Keywords: predictor selection, multivariate calibratioin, chemometrics
_____________________________________________________________________________________
 

      Multivariate  regression  techniques  are  widely  used  to   model   chemical,   physical,   sensory  data,
besides quantitative structure-activity and -property relationships. i.e.  QSAR and QSPR, respectively. The
quality of a multivariate calibration model depends,  among others,  on the quality of the data  (objects  and
also variables).  Several strategies are available to  evaluate the predictive ability of a regression model by
measuring  the  error on objects  that  were  not  used when building the regression model.   In  the original
Partial Least Squares  (PLS)  and   Principal Component Regression  (PCR)  methods,  all  variables  were
used  and  hence  they  were denominated full-spectrum methods1.   However,  it is well known  that  better
results could  be  obtained when  only  the  most  important variables were selected and applied.   Variable
selection is crucial, especially in QSAR/QSPR  studies.
      This work introduces a  simple and intuitive method for feature selection.   In this method,  the variables
are sorted in a decreasing order with respect  to  its importance  to the model.   The  ordered variables  are
then evaluated using increments over a window previously defined.  The root mean square errors of  cross-
validation  (RMSECV)  and  the  correlation coefficient of cross-validation  (rcv)  values  are sorted  to  each
analyzed window.
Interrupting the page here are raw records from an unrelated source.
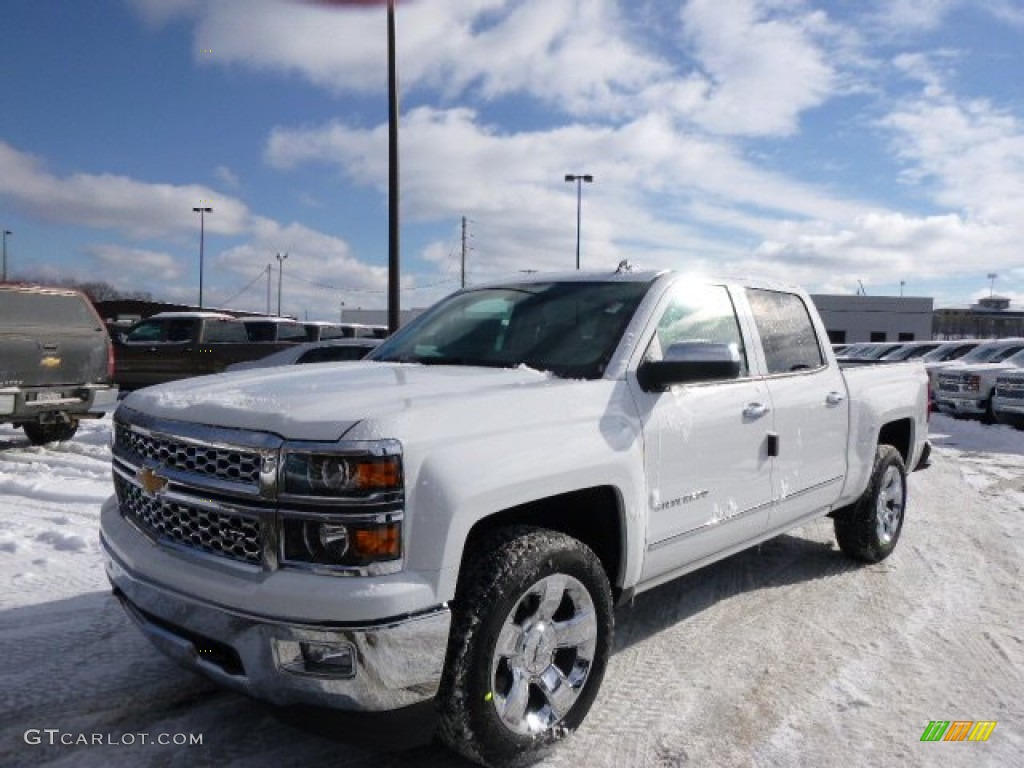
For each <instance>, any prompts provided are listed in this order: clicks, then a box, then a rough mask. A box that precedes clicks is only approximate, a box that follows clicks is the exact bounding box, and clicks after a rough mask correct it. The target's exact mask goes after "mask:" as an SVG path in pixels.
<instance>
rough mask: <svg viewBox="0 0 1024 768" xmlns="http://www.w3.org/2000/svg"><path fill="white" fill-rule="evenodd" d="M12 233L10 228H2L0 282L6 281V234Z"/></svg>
mask: <svg viewBox="0 0 1024 768" xmlns="http://www.w3.org/2000/svg"><path fill="white" fill-rule="evenodd" d="M13 233H14V232H12V231H11V230H10V229H4V230H3V279H2V280H0V283H6V282H7V236H8V234H13Z"/></svg>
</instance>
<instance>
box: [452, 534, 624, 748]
mask: <svg viewBox="0 0 1024 768" xmlns="http://www.w3.org/2000/svg"><path fill="white" fill-rule="evenodd" d="M469 546H470V547H472V548H473V549H474V550H475V553H474V554H473V555H472V556H471V557H468V558H467V560H466V561H465V563H464V566H463V571H462V572H461V573H460V578H459V588H458V589H457V592H456V599H455V601H454V604H453V617H452V632H451V637H450V641H449V650H447V659H446V663H445V667H444V674H443V676H442V679H441V686H440V691H439V693H438V697H437V701H438V735H439V736H440V738H441V740H442V741H444V743H446V744H447V745H449V746H450V748H451V749H453V750H455V751H456V752H458V753H460V754H462V755H463V756H465V757H467V758H469V759H470V760H472V761H474V762H477V763H479V764H481V765H485V766H494V767H497V766H502V768H509V767H510V766H523V765H528V764H531V763H534V762H536V761H538V760H540V759H541V758H542V757H544V755H545V754H547V753H548V752H550V750H551V749H552V748H553V746H554V745H555V744H556V743H557V742H558V741H559V740H561V739H563V738H564V737H565V736H567V735H568V734H569V733H570V732H572V731H573V730H574V729H575V728H577V727H578V726H579V725H580V723H581V722H583V719H584V717H586V715H587V712H588V711H589V710H590V707H591V705H592V703H593V701H594V697H595V696H596V695H597V690H598V688H599V687H600V685H601V679H602V677H603V676H604V670H605V666H606V664H607V659H608V654H609V653H610V648H611V635H612V624H613V615H612V604H611V590H610V588H609V586H608V579H607V575H606V574H605V572H604V568H603V567H602V566H601V563H600V561H599V560H598V558H597V556H596V555H595V554H594V553H593V552H592V551H591V550H590V548H589V547H587V546H586V545H584V544H583V543H581V542H579V541H578V540H575V539H572V538H571V537H568V536H565V535H563V534H559V532H555V531H552V530H546V529H543V528H531V527H526V526H516V527H510V528H504V529H501V530H498V531H495V532H494V534H490V535H488V536H487V537H486V538H485V539H483V540H481V541H477V542H471V543H470V545H469ZM584 593H586V594H584ZM544 596H547V597H549V598H550V600H549V601H548V602H545V601H544V599H543V597H544ZM556 598H557V600H558V603H557V605H555V599H556ZM570 618H571V620H573V624H572V625H571V626H572V627H574V628H579V629H578V630H575V631H574V632H573V635H572V636H569V635H567V633H566V630H567V628H568V627H569V626H570V624H569V620H570ZM577 632H579V636H578V635H577ZM584 637H586V638H587V639H586V640H583V639H582V638H584ZM500 642H501V648H502V649H503V650H500V648H499V644H500ZM553 642H554V643H555V645H554V646H552V643H553ZM573 643H575V645H572V644H573ZM563 645H565V648H562V646H563ZM556 646H557V647H556ZM510 648H516V649H518V650H516V651H515V652H510V651H509V649H510ZM559 648H562V649H559ZM588 656H589V658H588ZM541 669H543V673H542V672H540V670H541ZM565 670H569V671H570V672H569V673H568V674H564V673H565ZM542 676H546V677H542ZM517 680H518V681H520V682H519V683H518V684H516V683H515V681H517ZM522 680H528V681H529V682H528V684H525V683H522V682H521V681H522ZM552 680H554V681H555V682H557V683H558V685H557V686H556V688H555V691H557V694H553V693H552V689H551V688H550V682H551V681H552ZM569 680H571V681H573V682H574V683H575V684H574V685H569V686H568V687H567V688H564V686H565V685H566V684H567V683H566V681H569ZM560 695H564V696H565V698H564V699H562V700H560V701H558V707H554V701H556V700H557V699H558V698H559V696H560ZM517 701H518V702H520V703H521V702H523V701H525V703H523V705H522V707H523V710H522V712H521V714H520V710H519V707H518V706H517V703H516V702H517ZM566 701H568V702H569V703H568V706H567V708H566V711H565V712H563V713H561V714H559V713H558V709H560V708H561V707H562V706H564V705H565V703H566ZM546 706H548V707H552V710H551V711H548V712H546V711H545V709H544V708H545V707H546ZM503 713H504V715H505V717H506V718H508V722H507V721H506V719H503ZM530 718H532V720H531V719H530ZM549 721H551V722H549Z"/></svg>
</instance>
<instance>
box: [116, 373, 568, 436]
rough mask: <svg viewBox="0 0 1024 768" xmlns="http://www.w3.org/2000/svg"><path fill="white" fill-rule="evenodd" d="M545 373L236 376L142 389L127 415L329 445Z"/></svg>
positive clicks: (534, 380)
mask: <svg viewBox="0 0 1024 768" xmlns="http://www.w3.org/2000/svg"><path fill="white" fill-rule="evenodd" d="M558 381H559V380H557V379H555V378H553V377H552V376H550V375H549V374H546V373H543V372H541V371H536V370H534V369H529V368H526V367H523V366H520V367H519V368H516V369H490V368H469V367H457V366H421V365H409V364H392V362H366V361H364V362H345V364H333V362H328V364H322V365H306V366H282V367H280V368H273V369H261V370H254V371H240V372H232V373H227V374H219V375H215V376H201V377H196V378H193V379H185V380H182V381H176V382H171V383H168V384H161V385H159V386H154V387H146V388H144V389H140V390H138V391H135V392H132V393H131V394H130V395H128V397H127V398H126V399H125V401H124V404H125V406H126V407H127V408H131V409H134V410H136V411H141V412H143V413H145V414H148V415H151V416H155V417H158V418H163V419H175V420H179V421H189V422H194V423H202V424H206V425H210V426H219V427H228V428H239V429H253V430H259V431H264V432H272V433H275V434H279V435H281V436H282V437H284V438H286V439H306V440H337V439H339V438H340V437H341V436H342V435H343V434H344V433H345V432H347V431H348V430H349V429H351V428H352V427H353V426H354V425H355V424H357V423H358V422H360V421H364V420H376V419H380V418H382V417H385V416H390V415H393V414H397V413H399V412H401V411H406V410H409V409H412V408H417V409H424V408H440V407H445V406H453V404H454V406H456V407H458V406H459V403H462V402H465V401H466V400H467V398H470V397H474V396H477V395H480V394H484V393H485V394H498V393H500V391H501V390H503V389H505V390H508V389H518V388H521V387H528V386H534V387H536V386H547V385H550V384H553V383H556V382H558Z"/></svg>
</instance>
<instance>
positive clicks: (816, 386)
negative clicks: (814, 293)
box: [745, 288, 849, 528]
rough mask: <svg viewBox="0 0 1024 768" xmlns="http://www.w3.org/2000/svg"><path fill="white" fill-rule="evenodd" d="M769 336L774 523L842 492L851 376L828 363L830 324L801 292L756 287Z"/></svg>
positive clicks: (768, 381) (769, 363) (748, 294)
mask: <svg viewBox="0 0 1024 768" xmlns="http://www.w3.org/2000/svg"><path fill="white" fill-rule="evenodd" d="M745 293H746V299H748V302H749V303H750V305H751V312H752V315H753V318H754V324H755V327H756V328H757V332H758V335H759V336H760V338H761V349H762V351H763V355H764V362H763V365H764V370H765V373H766V378H765V382H766V384H767V386H768V392H769V395H770V397H771V409H772V413H773V415H774V423H773V429H774V431H775V434H776V435H777V442H776V449H775V451H776V453H777V456H776V457H775V459H774V463H773V466H772V495H773V497H774V499H775V505H774V507H773V508H772V512H771V515H770V519H769V526H770V527H771V528H782V527H787V526H790V525H792V524H794V523H795V522H797V521H798V520H800V519H802V518H804V517H808V516H810V515H812V514H814V513H815V512H817V511H819V510H820V509H821V508H823V507H826V506H828V505H830V504H833V503H834V502H835V501H836V499H838V498H839V494H840V490H841V489H842V486H843V478H844V477H845V476H846V469H847V466H846V460H847V435H848V431H849V423H848V422H849V416H848V415H849V403H848V402H847V399H846V398H847V390H846V380H845V379H844V378H843V374H842V372H841V371H840V369H839V366H837V365H835V364H834V365H828V358H827V356H826V355H825V353H824V349H823V347H822V339H823V338H824V336H823V334H822V332H820V330H819V329H817V328H815V325H814V322H813V319H812V317H813V316H814V315H813V314H812V310H811V309H810V308H809V307H808V306H807V304H806V303H805V300H804V298H803V297H802V296H801V295H799V294H796V293H788V292H784V291H769V290H762V289H753V288H748V289H746V291H745Z"/></svg>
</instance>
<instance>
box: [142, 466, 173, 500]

The best variables are indicated by lower RMSECV  and higher  rcv.   As a consequence,
the  algorithm was named  Ordered Predictor Selection  (OPS).  Several vectors or  their combinations can
be used to order  the  variables,  as the correlation vector,  regression vector,  loadings vector combination,
modeling power vector,  the difference between  the spectra relative to  the higher and lower concentration
values, and so on.   The choice will depend on  the data set under study.  The advantages  of  this method
are:  (i) applicability to highly correlated data set  (spectroscopy, voltammetry, process control), and to data
that present lower correlation among the variables  (QSAR,  QSPR,  mass spectrometry,  nuclear magnetic
resonance);   (ii)  objective on selecting variables that present the relevant chemical information,  since  the
vectors chosen  for  variable sorting  are selected  too;   (iii)  requirement  of  few input parameters  for  the
selection  method,  being  necessary  only  the  independent variable  matrix  and  the  dependent  variable
vector.
      The algorithm was written  in  Matlab  code  and its performance was evaluated on three data sets,  i.e.
QSPR  data (Set A),  Mid-infrared data  (Set B)  and  Voltammetric data  (Set C).   The  table  presents  the
results for the full data st and  OPS  data.   The regression method used was the PLS.   It is concluded that
the selection of informative variables  improved  the  predictive ability,   besides  making  the  models  more
interpretative and parsimonious,  since a lower number of variables was selected.
_____________________________________________________________________________________

                                                        Full data                                                        OPS data
                             _____________________________________________________________________
              Factors    nVars     rmsecv      rcv      rmsep     rp       nVars      rmsecv      rcv     rmsep       rp
Set A               2              677            0.199          0.42        0.183      0.79            5                 0.151         0.73        0.083        0.99
Set B               4            3351           34.68           0.59      22.770     0.88           30                25.03         0.81          6.7          0.99
Set C               4             353             0.027          0.95        0.016      0.97           30                0.009         0.99      0.00035     0.99
_____________________________________________________________________________________
 

Acknowledgment: To CNPq and FAPESP for their financial support.
 

_____________________________________________________________________________________

References

1 Martens H.; Naest T. Multivariate Calibration (2nd edn), vol. 1. Wiley: Chichester, UK, 1989, 35-70.